Well, in we all three clumped to the shop with coloured globes and show-cards and dangling bunches of "baby's-comforters" and sponges of Victorian date. And here there met our astonished eyes that figure that was so utterly and entirely uncharacteristic of "the town," or of anything at all in the country round about it!

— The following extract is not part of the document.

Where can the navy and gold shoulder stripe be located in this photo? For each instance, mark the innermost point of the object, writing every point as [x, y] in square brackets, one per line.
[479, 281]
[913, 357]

It was a girl, in an ultra-smart, white and black rubber rain-coat, with a small black and white rain-hat set at an indescribably French angle on her head. Our first glimpse of her, as she stood with her back to us and her face to the obviously paralysed little Welsh chemist, gave us the impression of some slim and elegant magpie who had flown in there to shelter from the rain.

She was speaking. Her high-pitched, clear drawl seemed to belong to Bond Street.

"But d'you mean to say you don't keep any of Roget et Collet's things?"

Then, as we Land girls came clumping and dripping in, she turned with a little stare that seemed to say, "What figures of fun have we here?"

Our rainy-day kit is scarcely dainty. That brown Board of Agriculture mackintosh with the flappy cape-sleeves seemed to amuse the pretty townified girl.

Ravishingly pretty she was in her small-mouthed, big-eyed, Lily-Elsie style with an authentic curl twisting in front of her pink ear, and eyelashes to which the rain-drops hung. How perfectly suited, too, by the costly simple "rightness" of her clothes. Girl and "get-up" composed a type one would scarcely have expected to see here.

The last person I expected to see—for I had seen her before!

With my second good hard look at this fashionable vision I recognized her.

"Hul-lo! You here? It is you, isn't it!" I exclaimed.